Ce que réussit le mieux Todd Haynes reste clairement ce travail de reconstitution des New York d’autrefois. Dans le sublime "Carol", c’était la Grosse Pomme des années 1960 qu’il magnifiait. Dans "Wonderstruck", c’est celle des années 1920 et 1970 qu’il restitue brillamment, érigeant son statut de cinéaste à celui de témoin d’une histoire commune révolue. Pas étonnant que les librairies et les musées soient, dans son film, les lieux où finissent par converger les jeunes fugueurs. Pour le réalisateur, il ne s’agit pas d’exalter l’esprit conservateur le plus réactionnaire mais de célébrer ces temples du savoir et de la mémoire collective où l’enfance trouve naturellement refuge. Parce qu’ils sont un territoire propice à l’émerveillement. Un peu comme la Croisette, finalement.

On ne le répétera jamais assez : le Festival célèbre cette année sa 70e édition. Entre la sélection Cannes Classics et les séances honorant les réalisateurs qui ont compté dans l’histoire de Cannes (André Téchiné, Roman Polanski, David Lynch, Abbas Kiarostami…), on ne compte plus les opérations spéciales de cette édition anniversaire. L’ambiance - youhou, tralala - est donc à la fête. Mais, comme dans toute grande famille, il y a toujours quelqu’un pour venir plomber les réjouissances.

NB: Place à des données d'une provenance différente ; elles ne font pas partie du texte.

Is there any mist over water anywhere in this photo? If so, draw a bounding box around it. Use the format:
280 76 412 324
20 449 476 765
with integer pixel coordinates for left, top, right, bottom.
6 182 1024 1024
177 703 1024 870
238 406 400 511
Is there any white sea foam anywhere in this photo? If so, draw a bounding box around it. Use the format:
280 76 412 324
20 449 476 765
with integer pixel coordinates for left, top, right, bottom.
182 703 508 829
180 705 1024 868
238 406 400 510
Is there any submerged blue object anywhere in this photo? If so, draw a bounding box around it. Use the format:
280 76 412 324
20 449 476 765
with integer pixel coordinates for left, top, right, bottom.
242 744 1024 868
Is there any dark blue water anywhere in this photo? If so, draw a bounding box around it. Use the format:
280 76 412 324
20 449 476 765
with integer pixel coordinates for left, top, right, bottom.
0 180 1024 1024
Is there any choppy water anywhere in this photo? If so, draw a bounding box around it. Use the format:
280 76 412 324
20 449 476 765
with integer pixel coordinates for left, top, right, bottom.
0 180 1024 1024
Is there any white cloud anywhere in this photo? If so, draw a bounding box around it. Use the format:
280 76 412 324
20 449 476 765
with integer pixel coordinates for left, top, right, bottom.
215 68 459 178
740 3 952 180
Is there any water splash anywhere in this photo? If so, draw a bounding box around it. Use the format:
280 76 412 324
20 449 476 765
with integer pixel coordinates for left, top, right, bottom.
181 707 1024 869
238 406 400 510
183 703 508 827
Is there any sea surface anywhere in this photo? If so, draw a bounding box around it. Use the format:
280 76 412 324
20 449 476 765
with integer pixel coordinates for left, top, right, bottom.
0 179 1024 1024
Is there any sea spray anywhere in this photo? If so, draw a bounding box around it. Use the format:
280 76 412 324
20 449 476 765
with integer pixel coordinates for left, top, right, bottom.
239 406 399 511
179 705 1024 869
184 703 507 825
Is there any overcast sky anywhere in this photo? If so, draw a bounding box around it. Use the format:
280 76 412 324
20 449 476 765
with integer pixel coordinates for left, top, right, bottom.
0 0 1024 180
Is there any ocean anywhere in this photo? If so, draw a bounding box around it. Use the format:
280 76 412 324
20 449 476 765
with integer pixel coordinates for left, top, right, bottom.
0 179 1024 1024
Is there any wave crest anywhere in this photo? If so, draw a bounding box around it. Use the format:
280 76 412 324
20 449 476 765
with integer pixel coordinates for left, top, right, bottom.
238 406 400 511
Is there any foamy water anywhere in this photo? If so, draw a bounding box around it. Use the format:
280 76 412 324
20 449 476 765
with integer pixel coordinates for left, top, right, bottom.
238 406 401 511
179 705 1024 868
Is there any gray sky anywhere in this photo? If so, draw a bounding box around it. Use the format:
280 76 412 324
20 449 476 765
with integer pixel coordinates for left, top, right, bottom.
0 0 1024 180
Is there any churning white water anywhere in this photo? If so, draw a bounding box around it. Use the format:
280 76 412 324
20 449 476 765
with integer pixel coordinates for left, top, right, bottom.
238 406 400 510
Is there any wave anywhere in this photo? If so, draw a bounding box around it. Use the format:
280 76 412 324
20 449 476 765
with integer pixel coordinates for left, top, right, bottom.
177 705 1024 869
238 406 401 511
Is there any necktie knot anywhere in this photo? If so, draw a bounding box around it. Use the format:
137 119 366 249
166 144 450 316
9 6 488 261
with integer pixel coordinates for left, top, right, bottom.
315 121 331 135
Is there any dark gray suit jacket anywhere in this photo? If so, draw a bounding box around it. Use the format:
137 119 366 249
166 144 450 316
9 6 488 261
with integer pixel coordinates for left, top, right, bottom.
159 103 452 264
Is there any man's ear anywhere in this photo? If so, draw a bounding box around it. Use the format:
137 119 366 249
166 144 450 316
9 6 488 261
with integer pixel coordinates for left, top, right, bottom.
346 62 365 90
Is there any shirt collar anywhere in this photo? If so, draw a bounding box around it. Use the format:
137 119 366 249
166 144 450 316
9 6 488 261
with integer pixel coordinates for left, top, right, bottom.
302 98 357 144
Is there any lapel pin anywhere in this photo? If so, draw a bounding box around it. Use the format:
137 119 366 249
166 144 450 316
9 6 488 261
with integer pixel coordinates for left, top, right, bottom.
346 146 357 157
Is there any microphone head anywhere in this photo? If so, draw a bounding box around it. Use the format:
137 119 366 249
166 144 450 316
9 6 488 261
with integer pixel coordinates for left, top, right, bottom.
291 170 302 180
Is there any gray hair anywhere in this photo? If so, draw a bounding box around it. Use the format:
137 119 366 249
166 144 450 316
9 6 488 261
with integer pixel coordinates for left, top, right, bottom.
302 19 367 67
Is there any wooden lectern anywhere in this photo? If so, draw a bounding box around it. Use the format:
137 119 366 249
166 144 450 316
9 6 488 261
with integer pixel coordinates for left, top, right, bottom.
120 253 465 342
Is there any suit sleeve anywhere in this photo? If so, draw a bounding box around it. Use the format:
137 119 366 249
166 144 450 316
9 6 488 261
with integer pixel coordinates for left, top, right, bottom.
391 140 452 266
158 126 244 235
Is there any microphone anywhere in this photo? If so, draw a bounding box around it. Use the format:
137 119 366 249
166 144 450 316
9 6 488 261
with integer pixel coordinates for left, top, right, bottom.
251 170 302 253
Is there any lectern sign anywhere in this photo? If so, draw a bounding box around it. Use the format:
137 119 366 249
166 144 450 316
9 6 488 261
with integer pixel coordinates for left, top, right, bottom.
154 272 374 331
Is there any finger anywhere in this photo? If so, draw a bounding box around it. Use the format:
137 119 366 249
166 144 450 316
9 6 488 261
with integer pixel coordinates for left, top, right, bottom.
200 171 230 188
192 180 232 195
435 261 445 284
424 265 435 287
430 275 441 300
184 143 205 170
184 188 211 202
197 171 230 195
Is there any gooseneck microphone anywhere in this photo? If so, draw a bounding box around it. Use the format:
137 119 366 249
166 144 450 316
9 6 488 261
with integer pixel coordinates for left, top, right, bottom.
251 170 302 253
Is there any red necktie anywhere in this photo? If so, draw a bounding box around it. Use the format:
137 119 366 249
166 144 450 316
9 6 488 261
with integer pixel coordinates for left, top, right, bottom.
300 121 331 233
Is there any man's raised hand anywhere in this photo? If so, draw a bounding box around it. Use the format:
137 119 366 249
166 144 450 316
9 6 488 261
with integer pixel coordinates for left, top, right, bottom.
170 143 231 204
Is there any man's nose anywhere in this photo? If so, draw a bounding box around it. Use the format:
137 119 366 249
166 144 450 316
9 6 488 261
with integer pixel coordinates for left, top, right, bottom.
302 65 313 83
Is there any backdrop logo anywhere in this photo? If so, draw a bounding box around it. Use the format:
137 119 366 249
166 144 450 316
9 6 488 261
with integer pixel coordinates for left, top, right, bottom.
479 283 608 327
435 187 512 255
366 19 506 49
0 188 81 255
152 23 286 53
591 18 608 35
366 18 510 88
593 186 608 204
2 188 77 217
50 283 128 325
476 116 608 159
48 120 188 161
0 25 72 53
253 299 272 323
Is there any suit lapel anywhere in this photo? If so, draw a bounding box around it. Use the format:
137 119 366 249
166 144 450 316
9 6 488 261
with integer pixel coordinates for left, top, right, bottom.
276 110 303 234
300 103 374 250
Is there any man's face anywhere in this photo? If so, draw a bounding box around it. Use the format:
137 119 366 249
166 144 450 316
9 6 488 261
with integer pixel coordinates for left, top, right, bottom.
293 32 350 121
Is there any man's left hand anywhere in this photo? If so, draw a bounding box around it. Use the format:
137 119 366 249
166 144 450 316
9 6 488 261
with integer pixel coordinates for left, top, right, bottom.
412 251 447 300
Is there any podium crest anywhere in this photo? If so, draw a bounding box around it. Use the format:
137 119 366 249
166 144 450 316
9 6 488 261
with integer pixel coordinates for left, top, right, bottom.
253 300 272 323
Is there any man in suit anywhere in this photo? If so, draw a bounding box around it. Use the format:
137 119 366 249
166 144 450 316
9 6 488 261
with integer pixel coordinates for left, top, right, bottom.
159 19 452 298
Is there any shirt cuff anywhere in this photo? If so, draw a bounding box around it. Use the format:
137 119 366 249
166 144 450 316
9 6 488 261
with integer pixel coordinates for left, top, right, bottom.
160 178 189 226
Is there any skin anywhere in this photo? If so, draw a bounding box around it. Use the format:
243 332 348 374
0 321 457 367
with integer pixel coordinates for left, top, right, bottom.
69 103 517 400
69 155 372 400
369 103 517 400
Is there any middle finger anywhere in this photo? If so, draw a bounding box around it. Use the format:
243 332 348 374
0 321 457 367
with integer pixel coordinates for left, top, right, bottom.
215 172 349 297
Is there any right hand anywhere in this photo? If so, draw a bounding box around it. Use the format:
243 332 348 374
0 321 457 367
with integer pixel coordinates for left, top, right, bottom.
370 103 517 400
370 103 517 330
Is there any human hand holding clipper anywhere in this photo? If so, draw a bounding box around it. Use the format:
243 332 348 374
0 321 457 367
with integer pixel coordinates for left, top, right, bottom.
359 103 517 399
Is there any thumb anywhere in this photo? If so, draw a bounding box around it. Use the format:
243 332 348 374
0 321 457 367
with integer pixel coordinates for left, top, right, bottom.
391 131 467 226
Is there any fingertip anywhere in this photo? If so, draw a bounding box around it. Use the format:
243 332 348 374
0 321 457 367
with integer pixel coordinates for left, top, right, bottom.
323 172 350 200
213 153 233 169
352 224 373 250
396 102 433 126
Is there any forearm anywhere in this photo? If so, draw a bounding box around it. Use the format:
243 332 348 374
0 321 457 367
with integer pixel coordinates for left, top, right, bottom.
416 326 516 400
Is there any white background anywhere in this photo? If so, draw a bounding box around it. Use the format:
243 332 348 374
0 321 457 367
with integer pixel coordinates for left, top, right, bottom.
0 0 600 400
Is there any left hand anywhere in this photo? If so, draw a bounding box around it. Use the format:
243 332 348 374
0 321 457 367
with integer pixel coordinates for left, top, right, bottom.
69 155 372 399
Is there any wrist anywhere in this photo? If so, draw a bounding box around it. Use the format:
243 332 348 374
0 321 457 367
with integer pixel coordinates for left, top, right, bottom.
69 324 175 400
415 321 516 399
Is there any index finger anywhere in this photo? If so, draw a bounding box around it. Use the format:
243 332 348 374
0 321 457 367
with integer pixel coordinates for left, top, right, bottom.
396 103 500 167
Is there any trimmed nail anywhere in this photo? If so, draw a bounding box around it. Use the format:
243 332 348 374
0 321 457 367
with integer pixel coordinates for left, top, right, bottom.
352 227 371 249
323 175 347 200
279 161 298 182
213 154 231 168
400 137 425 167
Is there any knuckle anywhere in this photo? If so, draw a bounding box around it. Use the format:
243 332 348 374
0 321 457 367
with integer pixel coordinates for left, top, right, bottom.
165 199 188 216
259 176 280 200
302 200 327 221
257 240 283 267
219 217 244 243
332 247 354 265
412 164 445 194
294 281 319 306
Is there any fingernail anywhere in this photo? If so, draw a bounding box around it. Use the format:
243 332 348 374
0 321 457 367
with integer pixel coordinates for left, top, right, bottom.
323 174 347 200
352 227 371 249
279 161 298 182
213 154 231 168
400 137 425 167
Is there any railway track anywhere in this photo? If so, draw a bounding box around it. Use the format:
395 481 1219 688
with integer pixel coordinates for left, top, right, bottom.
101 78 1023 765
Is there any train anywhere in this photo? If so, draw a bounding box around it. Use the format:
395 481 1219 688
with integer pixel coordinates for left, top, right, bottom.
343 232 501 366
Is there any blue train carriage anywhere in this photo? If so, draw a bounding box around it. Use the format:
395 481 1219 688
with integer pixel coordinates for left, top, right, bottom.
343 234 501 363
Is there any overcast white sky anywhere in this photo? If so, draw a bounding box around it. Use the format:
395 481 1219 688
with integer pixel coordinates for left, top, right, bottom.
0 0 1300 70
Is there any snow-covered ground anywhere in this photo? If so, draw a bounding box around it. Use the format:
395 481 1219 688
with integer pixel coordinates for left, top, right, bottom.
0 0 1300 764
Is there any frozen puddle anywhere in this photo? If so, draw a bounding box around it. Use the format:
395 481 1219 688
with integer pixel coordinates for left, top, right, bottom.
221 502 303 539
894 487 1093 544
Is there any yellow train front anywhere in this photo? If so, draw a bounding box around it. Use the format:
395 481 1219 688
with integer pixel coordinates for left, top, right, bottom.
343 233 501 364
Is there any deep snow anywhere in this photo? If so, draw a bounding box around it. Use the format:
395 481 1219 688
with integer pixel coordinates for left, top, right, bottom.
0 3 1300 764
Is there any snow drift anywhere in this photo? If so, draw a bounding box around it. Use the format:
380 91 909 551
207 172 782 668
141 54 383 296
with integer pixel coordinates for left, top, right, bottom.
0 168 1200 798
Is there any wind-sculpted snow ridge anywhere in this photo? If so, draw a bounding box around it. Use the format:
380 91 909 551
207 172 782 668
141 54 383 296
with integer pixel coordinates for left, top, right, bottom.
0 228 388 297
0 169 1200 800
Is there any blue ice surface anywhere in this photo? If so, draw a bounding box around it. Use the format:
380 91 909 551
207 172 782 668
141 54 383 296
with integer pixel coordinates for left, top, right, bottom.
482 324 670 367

Le trouble-fête du jour s’appelle Andrey Zvyagintsev. Forcément, quand on arrive sur la Croisette avec un film appelé "Loveless" (littéralement "sans amour"), ce n’est a priori pas pour amuser la galerie. En 2014, le réalisateur russe avait séduit le Festival avec "Leviathan", dont l’humour dopé à la vodka permettait de faire passer la dureté du propos. Ici, point de gaudriole. Dès le début, les plans fixant les paysages enneigés de la banlieue moscovite donnent le ton. Attention, film grave.

Fait amusant, comme "Wonderstruck", "Loveless" raconte l’histoire d’un enfant fugueur. Mais, cette fois-ci, du point de vue des parents. Aliocha – c’est le nom du garçon – s’est enfui parce que ses géniteurs, en instance de divorce, sont trop accaparés par leurs petites querelles de petits bourgeois pour lui témoigner une quelconque affection. Et voilà que la disparition du petit, plutôt que de souder le couple, exacerbe les tensions et donne lieu à des confessions déconcertantes, notamment de Zhenya, la mère, qui avoue n’avoir jamais désiré son enfant. Boris, le père, ne fait pas davantage preuve d’amour filial, tout occupé qu’il est à gérer sa carrière et sa nouvelle vie avec Masha (laquelle se fiche comme d’une guigne du petit Aliocha).

De bout en bout, "Loveless" assume son titre. L’effet recherché étant de créer un choc entre la froide insensibilité des protagonistes (les parents, la grand-mère, les policiers, les professeurs…) et l’urgence de la situation (un enfant est quand même livré à lui-même dans le frimas de l’hiver russe). Bref, on comprend vite les intentions de Zvyagintzev : dénoncer le narcissisme d’une société russe peu encline à l’empathie. Et il y va avec la hargne de ces réalisateurs, d’Europe de l’Est notamment, qui ont des comptes à régler avec leur pays. Les personnages mis en scène y sont de détestables égocentriques toujours prompts à faire des selfies mais totalement imperméables aux bruits du monde (ah ! ces scènes où la radio et la télé déversent leur flot de mauvaises nouvelles dans l’indifférence générale). Ne cherchez pas, il n’y a rien à sauver chez mes concitoyens, nous assène le cinéaste russe qu’on a connu plus finaud.

Reste la mise en scène, luxueuse. Alors, certes, l’image est souvent magnifique, les cadres élégamment composés et les mouvements de caméra à l’économie, mais à quoi bon ? Lorsqu’on a que du mépris pour ses personnages, difficile de susciter l’intérêt. Dommage.